Born in Lexington, Virginia in 1951, Sally Mann is one of America’s most renowned photographers. She is best known for her series Immediate Family, in which she photographed her young children – all under the age of ten – in the intimacy of daily life. The series was first exhibited by Edwynn Houk in 1990, and later published as a monograph.
By the mid 1990s her focus was on the landscapes of the American South, as first seen in Still Time, and later featured in two shows presented by Edwynn Houk Gallery: Sally Mann – Mother Land: Recent Landscapes of Georgia and Virginia in 1997, and then Deep South: Landscapes of Louisiana and Mississippi in 1999. Many of these large (40 x 50 inch) black-and-white and manipulated prints were taken using the 19th century “wet plate” process, or collodion, in which glass plates are coated with collodion, dipped in silver nitrate, and exposed while wet, resulting in images haunting, ethereal, and dark.
Sally Mann’s work has been the subject of major exhibitions at the Institute of Contemporary Art, Philadelphia, and the Corcoran Gallery of Art, Washington D.C. Her photographs can be found in numerous public and private collections, including the Metropolitan Museum of Art; the Museum of Modern Art; and the Whitney Museum of American Art.
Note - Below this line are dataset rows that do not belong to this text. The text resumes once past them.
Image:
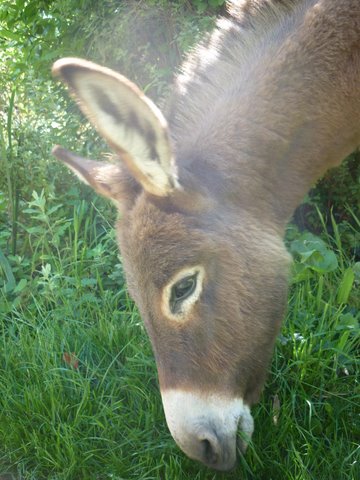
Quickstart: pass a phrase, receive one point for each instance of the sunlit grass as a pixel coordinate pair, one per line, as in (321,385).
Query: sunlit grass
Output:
(78,390)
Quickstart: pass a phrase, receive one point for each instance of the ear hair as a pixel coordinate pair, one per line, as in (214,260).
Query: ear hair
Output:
(108,179)
(127,119)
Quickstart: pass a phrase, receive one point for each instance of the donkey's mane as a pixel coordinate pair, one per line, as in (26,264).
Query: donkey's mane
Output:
(225,55)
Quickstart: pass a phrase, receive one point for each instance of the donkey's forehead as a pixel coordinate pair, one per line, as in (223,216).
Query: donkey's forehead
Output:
(158,243)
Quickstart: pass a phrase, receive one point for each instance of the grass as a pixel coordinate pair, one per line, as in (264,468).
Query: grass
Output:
(78,390)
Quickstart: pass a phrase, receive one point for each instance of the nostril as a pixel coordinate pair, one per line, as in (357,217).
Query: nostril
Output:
(211,456)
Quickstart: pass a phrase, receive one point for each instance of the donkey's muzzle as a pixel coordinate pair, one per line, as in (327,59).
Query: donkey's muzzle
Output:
(205,425)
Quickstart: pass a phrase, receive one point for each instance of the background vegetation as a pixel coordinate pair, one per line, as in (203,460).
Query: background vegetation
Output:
(78,389)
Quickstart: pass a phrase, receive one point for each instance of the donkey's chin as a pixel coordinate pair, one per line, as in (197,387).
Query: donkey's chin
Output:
(205,426)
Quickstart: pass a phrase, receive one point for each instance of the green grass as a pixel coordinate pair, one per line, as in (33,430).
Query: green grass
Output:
(98,415)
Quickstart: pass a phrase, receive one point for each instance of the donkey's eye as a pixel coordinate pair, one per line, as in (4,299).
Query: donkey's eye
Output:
(182,290)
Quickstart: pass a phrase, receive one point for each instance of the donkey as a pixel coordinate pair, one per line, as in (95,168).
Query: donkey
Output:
(261,109)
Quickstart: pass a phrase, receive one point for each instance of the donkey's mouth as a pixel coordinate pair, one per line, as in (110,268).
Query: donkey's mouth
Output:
(205,426)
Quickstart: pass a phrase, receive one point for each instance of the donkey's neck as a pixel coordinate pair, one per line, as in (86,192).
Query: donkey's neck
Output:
(279,114)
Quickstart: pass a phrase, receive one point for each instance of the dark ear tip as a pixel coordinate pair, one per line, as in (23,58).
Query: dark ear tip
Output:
(66,67)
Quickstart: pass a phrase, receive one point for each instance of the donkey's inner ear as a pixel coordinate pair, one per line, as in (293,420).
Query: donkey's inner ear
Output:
(108,179)
(130,122)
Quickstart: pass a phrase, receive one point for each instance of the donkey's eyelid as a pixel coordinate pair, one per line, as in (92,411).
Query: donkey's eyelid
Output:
(182,290)
(177,307)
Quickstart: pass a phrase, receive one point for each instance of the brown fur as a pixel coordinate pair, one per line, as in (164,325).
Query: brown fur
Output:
(262,108)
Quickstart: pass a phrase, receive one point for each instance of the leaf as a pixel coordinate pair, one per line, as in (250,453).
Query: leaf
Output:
(345,286)
(6,268)
(20,286)
(71,360)
(313,252)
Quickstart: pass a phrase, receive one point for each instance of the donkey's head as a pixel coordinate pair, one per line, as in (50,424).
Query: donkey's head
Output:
(209,279)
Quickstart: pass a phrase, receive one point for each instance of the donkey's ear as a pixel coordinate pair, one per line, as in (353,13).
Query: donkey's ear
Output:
(130,122)
(108,179)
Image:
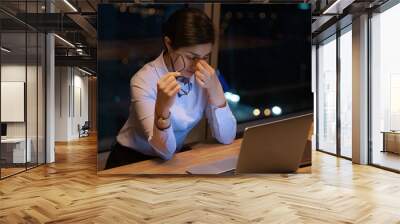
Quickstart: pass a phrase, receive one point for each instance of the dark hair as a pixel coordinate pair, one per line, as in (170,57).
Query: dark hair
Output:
(188,27)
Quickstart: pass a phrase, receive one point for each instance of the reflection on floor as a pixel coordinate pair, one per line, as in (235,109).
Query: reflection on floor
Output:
(69,191)
(10,170)
(387,159)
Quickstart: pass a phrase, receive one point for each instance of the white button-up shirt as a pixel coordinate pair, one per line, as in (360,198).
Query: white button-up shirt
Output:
(140,132)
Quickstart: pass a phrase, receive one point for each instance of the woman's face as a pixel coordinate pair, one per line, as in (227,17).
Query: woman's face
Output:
(186,58)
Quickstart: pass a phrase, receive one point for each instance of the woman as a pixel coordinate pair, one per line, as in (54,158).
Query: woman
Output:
(170,94)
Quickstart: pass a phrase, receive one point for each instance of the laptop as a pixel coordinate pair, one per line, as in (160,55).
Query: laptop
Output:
(275,147)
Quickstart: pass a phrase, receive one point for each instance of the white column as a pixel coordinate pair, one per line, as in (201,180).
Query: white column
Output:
(360,90)
(50,93)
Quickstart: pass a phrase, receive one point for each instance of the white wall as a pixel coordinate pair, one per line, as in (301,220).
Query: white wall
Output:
(71,92)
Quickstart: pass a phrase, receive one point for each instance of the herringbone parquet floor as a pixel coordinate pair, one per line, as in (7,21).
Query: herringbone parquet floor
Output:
(69,191)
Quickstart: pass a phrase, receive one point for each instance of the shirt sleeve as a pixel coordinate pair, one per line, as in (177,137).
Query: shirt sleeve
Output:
(143,103)
(222,123)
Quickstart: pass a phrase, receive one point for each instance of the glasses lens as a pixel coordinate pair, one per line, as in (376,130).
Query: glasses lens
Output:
(185,85)
(179,63)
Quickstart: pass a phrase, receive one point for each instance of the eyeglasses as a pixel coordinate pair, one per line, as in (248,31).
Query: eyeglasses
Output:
(185,84)
(178,65)
(183,81)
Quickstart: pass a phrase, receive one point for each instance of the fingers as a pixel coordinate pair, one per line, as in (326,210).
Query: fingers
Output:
(206,66)
(200,82)
(167,79)
(171,87)
(202,68)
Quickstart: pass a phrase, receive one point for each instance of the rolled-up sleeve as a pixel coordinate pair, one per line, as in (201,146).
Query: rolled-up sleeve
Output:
(143,102)
(222,123)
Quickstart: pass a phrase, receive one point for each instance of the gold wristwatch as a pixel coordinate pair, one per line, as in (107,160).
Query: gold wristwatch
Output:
(164,122)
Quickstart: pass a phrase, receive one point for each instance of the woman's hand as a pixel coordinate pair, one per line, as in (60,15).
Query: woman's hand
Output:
(207,78)
(167,88)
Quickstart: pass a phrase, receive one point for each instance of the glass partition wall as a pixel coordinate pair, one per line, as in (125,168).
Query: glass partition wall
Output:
(334,94)
(385,89)
(22,87)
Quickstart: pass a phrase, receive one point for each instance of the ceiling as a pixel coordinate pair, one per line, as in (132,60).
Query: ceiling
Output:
(76,22)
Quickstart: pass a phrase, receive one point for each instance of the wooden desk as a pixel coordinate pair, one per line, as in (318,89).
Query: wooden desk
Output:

In March 2018 the National Gallery of Art in Washington D.C. will hold a retrospective of Mann’s work. The exhibition, Sally Mann: A Thousand Crossings, will explore how her engagement with the South has shaped her work. It travels to the Peabody Essex Museum, Salem; J, Paul Getty Museum, Los Angeles; The Museum of Fine Arts, Houston; Galerie Nationale du Jeu de Paume, Paris; and the High Museum of Art, Atlanta.